I feel like here on The Thirsty Beagle, I’ve been overloaded lately with British beer news. Several recent posts have been inspired by the goings on with beer over there. What can I say? Those guys are just so serious about their beer, the good drink is always making the news. I mean, they’ve set up a special government panel to find ways to save a struggling local pub industry. A 400-person panel. Really? 400 people to talk about pubs? Seems you could do that more efficiently. Although if you’re looking for re-election, you probably don’t want to be the British politician who crosses Samuel-Six-Pack by not sticking up for beer. And just when you thought the British couldn’t be any more serious about their beer, down the Internet pipe comes this.

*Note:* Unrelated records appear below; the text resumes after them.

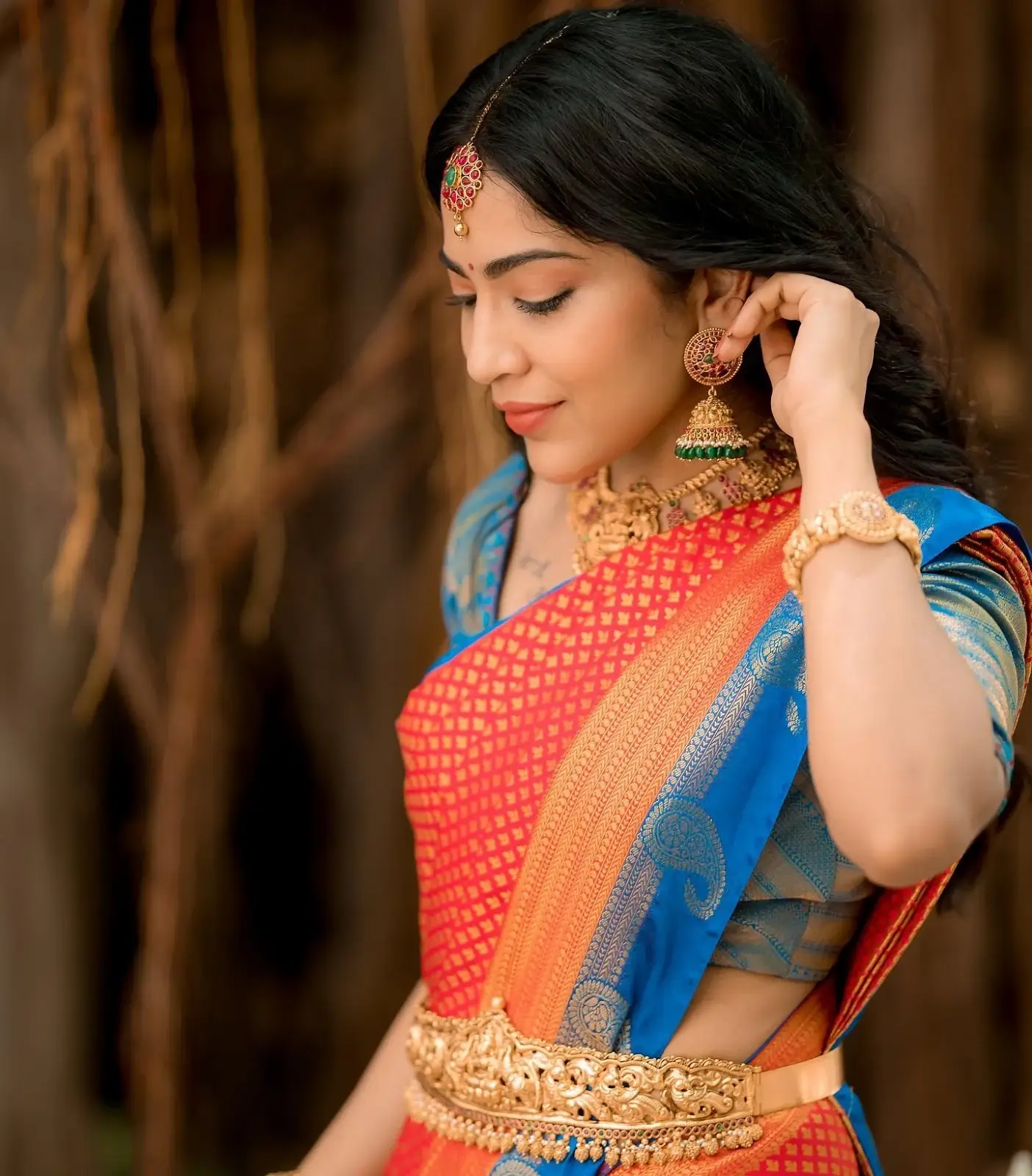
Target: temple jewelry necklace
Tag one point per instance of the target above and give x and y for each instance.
(606, 521)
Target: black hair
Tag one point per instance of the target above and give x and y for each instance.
(670, 135)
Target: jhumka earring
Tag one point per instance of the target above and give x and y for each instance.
(712, 431)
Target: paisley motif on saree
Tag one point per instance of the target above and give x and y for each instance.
(590, 785)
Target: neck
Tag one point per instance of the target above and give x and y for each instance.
(653, 459)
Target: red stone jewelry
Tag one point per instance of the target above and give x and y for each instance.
(460, 184)
(712, 431)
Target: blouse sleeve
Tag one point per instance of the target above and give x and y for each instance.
(984, 617)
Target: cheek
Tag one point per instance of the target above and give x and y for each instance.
(617, 364)
(618, 359)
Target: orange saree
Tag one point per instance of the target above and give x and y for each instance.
(590, 782)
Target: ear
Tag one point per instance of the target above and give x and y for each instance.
(720, 295)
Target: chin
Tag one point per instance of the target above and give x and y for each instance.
(561, 465)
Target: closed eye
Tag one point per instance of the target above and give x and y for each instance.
(545, 307)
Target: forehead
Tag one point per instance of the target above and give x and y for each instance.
(500, 221)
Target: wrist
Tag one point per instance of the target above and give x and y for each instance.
(835, 456)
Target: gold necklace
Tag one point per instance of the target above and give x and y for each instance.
(606, 521)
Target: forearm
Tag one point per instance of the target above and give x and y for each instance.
(900, 738)
(359, 1140)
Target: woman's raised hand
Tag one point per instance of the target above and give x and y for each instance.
(820, 379)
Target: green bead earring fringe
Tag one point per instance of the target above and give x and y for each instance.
(690, 452)
(712, 432)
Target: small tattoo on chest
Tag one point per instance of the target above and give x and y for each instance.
(536, 568)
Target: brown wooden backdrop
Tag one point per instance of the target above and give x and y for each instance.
(233, 423)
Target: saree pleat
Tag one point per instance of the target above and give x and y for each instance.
(590, 784)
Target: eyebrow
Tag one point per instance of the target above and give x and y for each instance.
(500, 266)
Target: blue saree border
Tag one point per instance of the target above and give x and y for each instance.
(706, 831)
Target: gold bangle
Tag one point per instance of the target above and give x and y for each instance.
(859, 514)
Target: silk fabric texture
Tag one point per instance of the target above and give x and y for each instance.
(590, 785)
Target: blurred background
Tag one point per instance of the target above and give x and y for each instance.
(233, 425)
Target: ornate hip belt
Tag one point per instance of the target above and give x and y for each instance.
(481, 1082)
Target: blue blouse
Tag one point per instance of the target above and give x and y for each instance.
(806, 899)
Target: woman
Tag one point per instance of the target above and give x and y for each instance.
(704, 750)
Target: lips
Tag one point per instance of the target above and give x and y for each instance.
(527, 417)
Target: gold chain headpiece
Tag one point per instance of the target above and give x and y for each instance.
(463, 172)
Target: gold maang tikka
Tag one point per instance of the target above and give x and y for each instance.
(463, 172)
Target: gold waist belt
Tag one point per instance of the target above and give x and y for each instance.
(481, 1082)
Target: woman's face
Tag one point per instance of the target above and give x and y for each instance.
(580, 348)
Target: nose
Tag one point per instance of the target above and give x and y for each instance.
(490, 348)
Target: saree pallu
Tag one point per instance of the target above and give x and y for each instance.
(590, 784)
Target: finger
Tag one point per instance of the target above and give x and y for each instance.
(747, 326)
(776, 344)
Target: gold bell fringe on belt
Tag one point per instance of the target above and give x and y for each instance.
(481, 1082)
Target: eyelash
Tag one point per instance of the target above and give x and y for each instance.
(545, 307)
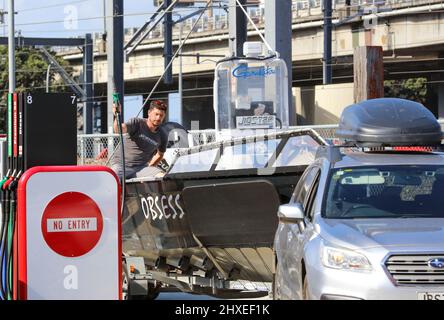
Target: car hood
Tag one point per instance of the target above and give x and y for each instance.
(427, 233)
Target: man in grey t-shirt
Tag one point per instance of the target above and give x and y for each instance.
(144, 144)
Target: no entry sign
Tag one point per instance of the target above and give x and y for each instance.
(69, 234)
(72, 224)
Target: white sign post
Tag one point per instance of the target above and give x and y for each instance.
(69, 234)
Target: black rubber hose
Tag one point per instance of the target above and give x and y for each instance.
(4, 239)
(9, 278)
(2, 243)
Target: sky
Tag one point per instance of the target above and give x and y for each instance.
(70, 18)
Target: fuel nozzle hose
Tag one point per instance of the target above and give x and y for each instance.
(5, 236)
(9, 188)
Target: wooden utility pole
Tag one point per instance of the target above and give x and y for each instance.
(368, 73)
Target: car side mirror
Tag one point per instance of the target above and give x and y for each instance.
(291, 213)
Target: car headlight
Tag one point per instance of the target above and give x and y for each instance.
(338, 258)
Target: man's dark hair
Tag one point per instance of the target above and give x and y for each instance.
(158, 104)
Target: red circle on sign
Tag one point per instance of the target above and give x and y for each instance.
(72, 224)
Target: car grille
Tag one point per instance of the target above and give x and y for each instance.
(414, 269)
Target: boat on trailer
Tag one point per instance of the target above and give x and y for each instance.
(207, 226)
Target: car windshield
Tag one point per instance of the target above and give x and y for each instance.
(385, 192)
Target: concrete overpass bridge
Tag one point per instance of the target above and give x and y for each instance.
(410, 32)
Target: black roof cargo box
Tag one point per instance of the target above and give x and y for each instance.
(389, 122)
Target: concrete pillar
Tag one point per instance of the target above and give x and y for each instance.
(278, 34)
(368, 70)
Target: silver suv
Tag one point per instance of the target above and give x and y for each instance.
(364, 225)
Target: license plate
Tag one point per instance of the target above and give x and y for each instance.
(430, 295)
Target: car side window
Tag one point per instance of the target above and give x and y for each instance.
(312, 197)
(305, 186)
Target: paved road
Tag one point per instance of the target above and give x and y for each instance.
(187, 296)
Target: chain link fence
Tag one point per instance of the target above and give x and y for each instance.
(96, 149)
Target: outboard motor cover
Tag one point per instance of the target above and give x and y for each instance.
(387, 122)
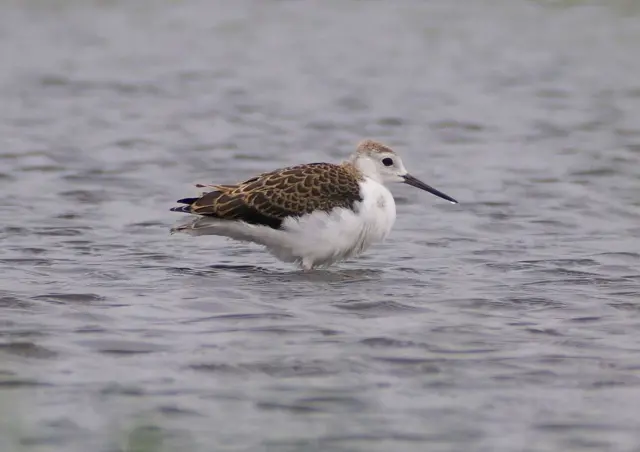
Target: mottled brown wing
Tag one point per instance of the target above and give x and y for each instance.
(271, 197)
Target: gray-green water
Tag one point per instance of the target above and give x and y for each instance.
(510, 322)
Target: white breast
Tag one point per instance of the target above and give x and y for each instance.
(323, 238)
(320, 238)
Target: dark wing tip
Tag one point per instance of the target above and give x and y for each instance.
(183, 209)
(187, 200)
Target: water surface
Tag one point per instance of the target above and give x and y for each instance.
(508, 322)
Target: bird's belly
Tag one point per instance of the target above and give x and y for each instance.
(322, 238)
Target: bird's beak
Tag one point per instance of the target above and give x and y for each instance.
(409, 179)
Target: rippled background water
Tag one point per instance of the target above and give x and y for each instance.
(509, 322)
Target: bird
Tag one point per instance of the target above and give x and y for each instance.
(312, 215)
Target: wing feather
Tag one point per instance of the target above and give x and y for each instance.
(291, 192)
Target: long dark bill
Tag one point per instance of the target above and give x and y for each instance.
(409, 179)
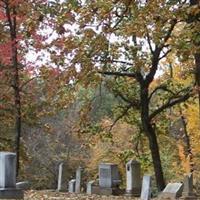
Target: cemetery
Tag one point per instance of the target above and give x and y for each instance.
(100, 99)
(107, 185)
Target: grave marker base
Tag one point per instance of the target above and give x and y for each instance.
(11, 193)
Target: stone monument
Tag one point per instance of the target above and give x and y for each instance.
(78, 179)
(172, 191)
(71, 186)
(8, 188)
(146, 188)
(108, 179)
(133, 178)
(90, 185)
(188, 187)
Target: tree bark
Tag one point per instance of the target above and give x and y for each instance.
(151, 135)
(16, 82)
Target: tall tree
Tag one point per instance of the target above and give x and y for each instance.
(128, 40)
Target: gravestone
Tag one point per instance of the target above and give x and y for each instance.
(72, 185)
(146, 188)
(133, 178)
(8, 188)
(172, 191)
(188, 187)
(25, 185)
(90, 185)
(78, 179)
(62, 177)
(108, 175)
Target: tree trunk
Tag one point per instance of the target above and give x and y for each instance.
(153, 145)
(11, 17)
(151, 135)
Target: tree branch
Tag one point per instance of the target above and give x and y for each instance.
(161, 87)
(120, 117)
(127, 74)
(171, 102)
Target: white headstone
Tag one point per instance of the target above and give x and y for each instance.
(78, 179)
(71, 187)
(133, 178)
(7, 170)
(172, 190)
(188, 185)
(60, 172)
(146, 188)
(89, 187)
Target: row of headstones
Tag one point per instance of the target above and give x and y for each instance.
(109, 181)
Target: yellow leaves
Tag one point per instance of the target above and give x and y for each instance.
(194, 10)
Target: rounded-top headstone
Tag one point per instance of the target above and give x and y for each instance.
(7, 170)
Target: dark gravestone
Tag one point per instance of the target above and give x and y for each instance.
(108, 175)
(8, 188)
(109, 179)
(172, 191)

When people over there talk about ordering a pint, it’s not just some colloquial term, they are actually getting a glass that measures one pint. Now the government wants to introduce a new glass: The two-thirds pint. Forget about just filling a pint glass two-thirds full. They need a government-approved two-thirds-of-a-pint glass. How can you not love the Brits’ completely over-the-top fixation on beer? The Thirsty Beagle, for one, is on board. How about this quote from a British student, who backs the new two-thirds-pint glass:
“It’s hard ordering a drink on a date,” said Emma Ross, 28, a postgraduate student having a beer with lunch in a London pub. “If I order a half-pint, it’s ladylike, but where’s my sense of adventure? If I order a pint, I know how to have a good time, but I don’t want to advertise it to every guy standing at the bar.”
I’m convinced that only in Britain could this scenario possibly exist.